# Embedding Metrics

### Importing libraries

*here you can use any other gensim.model as you like*

In [1]:
from gensim.models import KeyedVectors
import numpy as np
import docx
import json
import os

*use any vector embeddings, but GoogleNews-vectors-negative300.bin.gz is highly recommended*

In [2]:
# Download the pre-trained Word2Vec model (you can also use your own trained model)
# This example uses the Google News Word2Vec embeddings (large model)
word2vec_path = 'GoogleNews-vectors-negative300.bin.gz'  # Update this with the correct path
# Load the Word2Vec model
word2vec_model = KeyedVectors.load_word2vec_format(word2vec_path, binary=True)
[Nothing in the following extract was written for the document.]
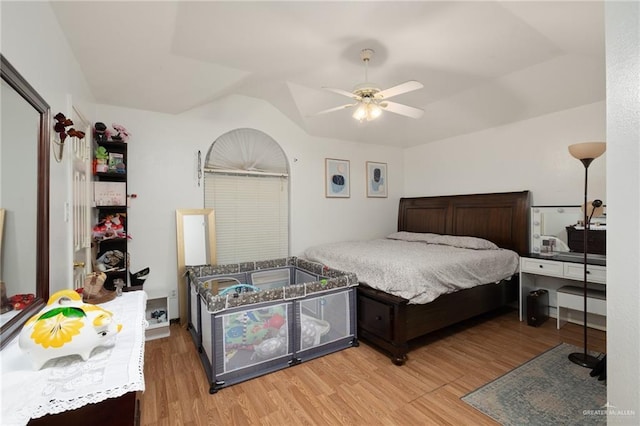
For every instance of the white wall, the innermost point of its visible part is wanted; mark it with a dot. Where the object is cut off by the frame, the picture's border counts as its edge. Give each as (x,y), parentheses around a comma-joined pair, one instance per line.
(528,155)
(622,23)
(162,172)
(34,44)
### Calculate here your scores: 

#### If using a String: 

In [9]:
chatbot_answer = "Every student have two attempts to finish teh assesments, Good luck! "
reference_answer = "Students have two attempts available for each module."
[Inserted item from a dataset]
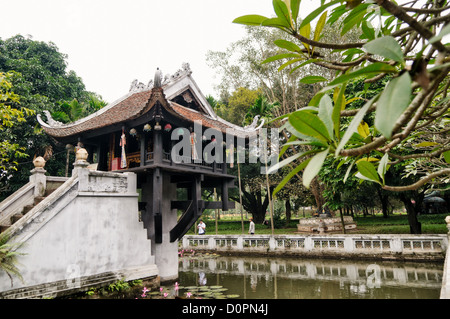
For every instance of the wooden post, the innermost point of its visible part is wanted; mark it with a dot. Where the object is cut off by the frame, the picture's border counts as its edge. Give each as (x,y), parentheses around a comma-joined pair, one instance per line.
(143,150)
(240,197)
(157,204)
(157,146)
similarity_score_greedy = calculate_similarity(chatbot_answer, reference_answer, model='greedy')
print("Your Greedy Matching score: ", similarity_score_greedy)
similarity_score_greedy = calculate_similarity(chatbot_answer, reference_answer, model='extrema')
print("Your Vector Extrema score: ", similarity_score_greedy)
similarity_score_greedy = calculate_similarity(chatbot_answer, reference_answer, model='average')
print("Your Embedding Average score: ", similarity_score_greedy)

Your Greedy Matching score:  -0.63866776
Your Vector Extrema score:  0.90642244
Your Embedding Average score:  0.732627


#### If using files: 

In [10]:
chatbot_answer_files = "LONG_REFERENCE.docx"
reference_answer_files = "GPT-3_LONG.txt"

similarity_score_greedy = calculate_similarity_from_files(chatbot_answer_files, reference_answer_files, model='greedy')
print("Your Greedy Matching score: ", similarity_score_greedy)
similarity_score_greedy = calculate_similarity_from_files(chatbot_answer_files, reference_answer_files, model='extrema')
print("Your Vector Extrema score: ", similarity_score_greedy)
similarity_score_greedy = calculate_similarity_from_files(chatbot_answer_files, reference_answer_files, model='average')
print("Your Embedding Average score: ", similarity_score_greedy)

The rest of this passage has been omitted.